Die Willkommenskultur von Bundeskanzlerin Merkel und ihre Ankündigung «wir schaffen das» waren unüberlegt, ja verantwortungslos. Mehrere europäische Länder führen inzwischen wieder Grenzkontrollen ein, denn das einst viel gepriesene Schengen/Dublin-Abkommen ist Makulatur geworden.

Nun scheint im Kanzleramt doch ein Anflug von Vernunft eingekehrt zu sein. Merkel spricht nicht mehr von «Chance» und «Profit», den die Flüchtlinge verkörpern sollen, sondern von Abschiebungen. Bemerkenswert reagiert auch Schweden, das sich von seiner bisherigen Haltung verabschiedet hat und 80000 unerwünschte Einwanderer loswerden will.

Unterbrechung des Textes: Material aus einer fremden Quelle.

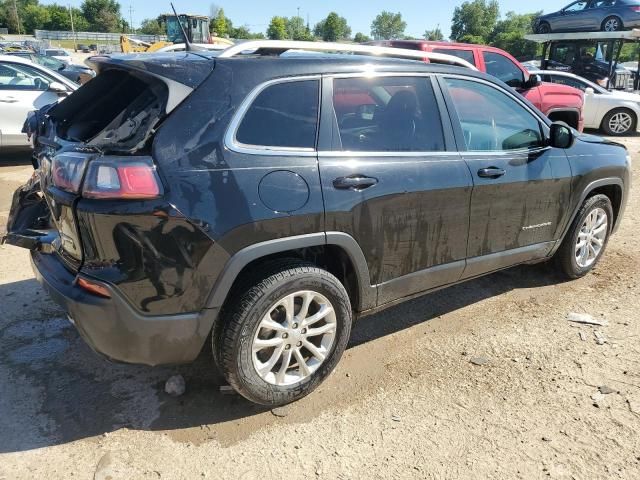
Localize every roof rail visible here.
[218,40,478,70]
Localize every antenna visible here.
[169,3,195,52]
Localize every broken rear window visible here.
[50,69,168,152]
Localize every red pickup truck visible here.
[372,40,584,131]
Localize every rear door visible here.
[442,76,571,277]
[0,62,58,146]
[318,74,472,304]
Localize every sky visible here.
[41,0,571,37]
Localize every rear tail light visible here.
[82,157,162,200]
[52,154,87,193]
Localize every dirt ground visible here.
[0,137,640,480]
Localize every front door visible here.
[319,75,472,304]
[442,77,571,277]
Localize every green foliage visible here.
[424,27,444,42]
[285,16,314,41]
[353,32,371,43]
[210,8,233,37]
[313,12,351,42]
[488,12,542,58]
[138,17,166,35]
[267,17,287,40]
[80,0,121,32]
[451,0,500,44]
[371,10,407,40]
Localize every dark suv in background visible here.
[6,41,629,405]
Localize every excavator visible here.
[120,13,233,53]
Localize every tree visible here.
[314,12,351,42]
[285,16,313,41]
[353,32,371,43]
[80,0,123,32]
[138,18,166,35]
[267,17,287,40]
[20,4,50,34]
[424,26,444,42]
[371,10,407,40]
[211,8,233,37]
[489,12,542,59]
[451,0,500,44]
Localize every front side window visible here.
[564,1,589,12]
[433,48,476,65]
[333,77,445,152]
[482,52,524,88]
[236,80,320,148]
[0,62,54,91]
[445,78,543,151]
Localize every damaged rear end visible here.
[3,53,220,364]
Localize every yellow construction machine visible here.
[120,14,233,53]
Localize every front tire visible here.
[601,15,624,32]
[601,108,638,133]
[555,195,613,279]
[214,260,352,407]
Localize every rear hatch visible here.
[7,53,215,271]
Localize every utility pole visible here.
[13,0,22,35]
[129,4,135,33]
[67,5,78,52]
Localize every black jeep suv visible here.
[0,47,630,405]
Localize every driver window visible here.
[445,78,543,152]
[0,63,51,91]
[564,2,588,12]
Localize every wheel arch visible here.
[207,232,377,311]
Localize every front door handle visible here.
[333,174,378,191]
[478,167,507,178]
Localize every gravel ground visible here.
[0,137,640,480]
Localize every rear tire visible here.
[601,15,624,32]
[600,108,638,137]
[218,260,352,407]
[554,195,613,279]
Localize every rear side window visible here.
[236,80,320,148]
[445,78,543,151]
[433,48,476,65]
[333,77,445,152]
[482,52,524,88]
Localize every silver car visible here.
[534,0,640,33]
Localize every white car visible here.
[0,55,78,150]
[43,48,72,64]
[530,70,640,135]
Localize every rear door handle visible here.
[478,167,507,178]
[333,174,378,191]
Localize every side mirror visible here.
[47,82,69,95]
[549,122,575,149]
[524,75,542,90]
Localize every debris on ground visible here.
[271,405,291,417]
[164,375,187,397]
[567,312,609,327]
[593,330,607,345]
[469,357,489,367]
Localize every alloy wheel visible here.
[575,207,609,268]
[251,290,338,386]
[609,112,633,134]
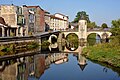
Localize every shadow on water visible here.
[0,43,120,80]
[90,60,120,76]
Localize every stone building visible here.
[0,5,25,36]
[45,13,69,31]
[0,17,9,37]
[23,5,45,34]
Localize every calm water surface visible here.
[0,45,120,80]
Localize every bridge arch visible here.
[87,33,102,39]
[48,34,58,43]
[87,31,112,39]
[63,32,79,38]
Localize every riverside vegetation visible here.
[0,41,39,56]
[82,19,120,68]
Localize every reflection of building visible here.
[78,54,87,71]
[0,17,9,37]
[35,55,46,78]
[0,5,25,36]
[45,53,68,66]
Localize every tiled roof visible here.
[26,6,44,11]
[49,15,66,21]
[0,17,6,25]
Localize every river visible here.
[0,42,120,80]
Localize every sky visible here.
[0,0,120,27]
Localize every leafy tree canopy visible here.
[101,23,108,29]
[111,19,120,36]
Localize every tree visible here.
[87,22,97,29]
[111,19,120,46]
[111,19,120,36]
[101,23,108,29]
[73,11,90,23]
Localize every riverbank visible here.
[82,43,120,67]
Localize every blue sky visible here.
[0,0,120,26]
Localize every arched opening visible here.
[87,33,101,45]
[102,33,109,42]
[66,33,78,51]
[48,34,57,44]
[0,28,2,37]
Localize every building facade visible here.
[45,13,69,31]
[23,5,45,34]
[0,17,8,37]
[0,5,25,36]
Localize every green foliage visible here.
[111,19,120,36]
[87,22,97,29]
[73,11,90,23]
[101,23,108,29]
[87,33,96,45]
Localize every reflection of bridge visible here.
[63,18,112,40]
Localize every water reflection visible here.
[0,44,120,80]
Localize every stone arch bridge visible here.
[62,29,112,39]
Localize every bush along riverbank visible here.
[0,41,39,56]
[82,37,120,68]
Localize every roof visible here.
[55,13,68,17]
[24,5,44,11]
[0,17,7,25]
[50,15,67,21]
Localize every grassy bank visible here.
[82,43,120,67]
[0,42,39,56]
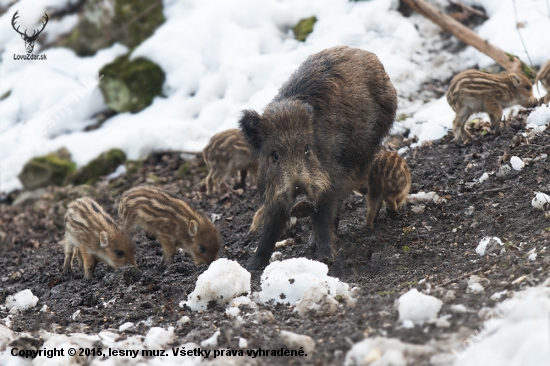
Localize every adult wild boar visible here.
[239,47,397,270]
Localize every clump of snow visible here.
[180,258,250,310]
[510,156,525,170]
[118,322,134,333]
[201,330,221,348]
[239,337,248,348]
[527,104,550,126]
[143,327,176,349]
[6,289,38,310]
[476,236,504,255]
[294,283,338,316]
[478,173,489,183]
[259,258,350,305]
[407,192,446,204]
[531,192,550,211]
[398,288,443,323]
[279,330,315,356]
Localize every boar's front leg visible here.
[312,200,341,258]
[246,206,288,271]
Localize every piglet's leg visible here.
[158,235,176,264]
[246,206,288,271]
[485,103,502,136]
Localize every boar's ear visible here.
[510,73,521,88]
[99,231,109,248]
[188,220,199,238]
[239,110,262,150]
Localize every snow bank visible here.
[259,258,350,308]
[180,258,250,310]
[398,288,443,323]
[527,103,550,126]
[531,192,550,211]
[6,289,38,310]
[476,236,504,255]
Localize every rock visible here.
[18,147,76,191]
[99,55,165,113]
[59,0,165,56]
[65,149,126,184]
[292,16,317,42]
[279,330,315,356]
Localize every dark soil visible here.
[0,114,550,365]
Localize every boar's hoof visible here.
[386,209,401,220]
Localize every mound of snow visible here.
[510,156,525,170]
[259,258,350,306]
[527,105,550,126]
[6,289,38,310]
[476,236,504,255]
[180,258,250,310]
[398,288,443,323]
[531,192,550,211]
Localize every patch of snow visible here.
[531,192,550,211]
[279,330,315,356]
[510,156,525,171]
[6,289,38,310]
[180,258,250,310]
[476,236,504,256]
[398,288,443,323]
[201,330,221,348]
[259,258,351,305]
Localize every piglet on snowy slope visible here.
[239,47,397,270]
[535,60,550,104]
[447,70,538,142]
[63,197,137,278]
[202,128,258,195]
[118,186,221,264]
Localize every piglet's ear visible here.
[99,231,109,248]
[188,220,199,238]
[239,110,262,151]
[510,73,521,88]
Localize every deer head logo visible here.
[11,10,49,53]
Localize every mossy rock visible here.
[65,149,126,185]
[292,16,317,42]
[99,55,166,113]
[18,147,76,191]
[60,0,165,56]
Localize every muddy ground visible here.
[0,113,550,365]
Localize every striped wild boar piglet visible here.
[239,47,397,270]
[202,128,258,195]
[535,60,550,104]
[63,197,137,278]
[118,186,221,264]
[447,70,538,142]
[365,150,411,229]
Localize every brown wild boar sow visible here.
[118,186,220,264]
[365,151,411,229]
[63,197,137,278]
[535,60,550,104]
[239,47,397,269]
[202,128,258,194]
[447,70,537,142]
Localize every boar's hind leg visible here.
[246,206,288,271]
[485,103,502,136]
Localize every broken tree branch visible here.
[403,0,532,77]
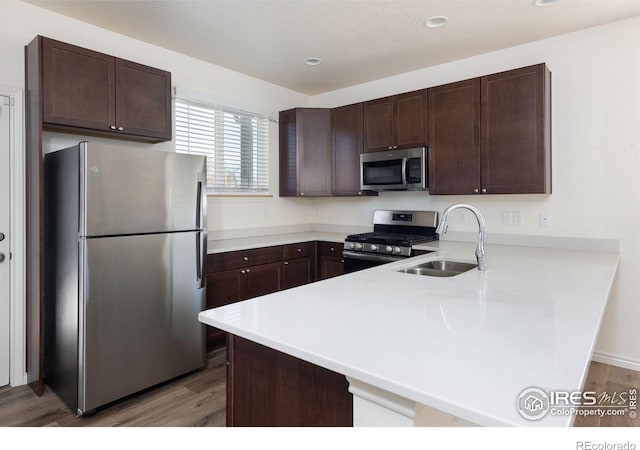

Dessen ungeachtet lässt unsere Obrigkeit verlauten, dass laufend mehr Platz für zusätzliche Flüchtlinge geschaffen werde. Das Bundesamt für Migration (BFM) gab sogar bekannt, dass es bezüglich der Anzahl Flüchtlinge keine Obergrenze gebe. Die Folge: Der Flüchtlingsstrom wird sich nun vermehrt in Richtung Schweiz bewegen. Der Grund: Weil es in unserem Asylwesen reichlich barmherzige Leute gibt, die unbeschränkt Flüchtlinge aufnehmen wollen, natürlich weder bei sich zu Hause noch auf eigene Kosten. Am barmherzigsten sind selbstverständlich diejenigen, die von der Flüchtlingsmisere in Form von krisensicheren Jobs profitieren. Oder solche, die ihren Parteigenossen Jobs im Asylwesen verschaffen wollen und können. Dass wir die Flüchtlinge je wieder loswerden, gigantische Kosten auf uns zukommen und wir mit ihnen auch Kriminalität importieren, wird billigend in Kauf genommen.

Nach den Ereignissen in Köln riet Oberbürgermeisterin Recker den Frauen, stets eine Armlänge Abstand zu Fremden zu halten. Besser wäre, wenn Europa eine Meeresbreite Abstand zu illegalen Einwanderern einhalten würde.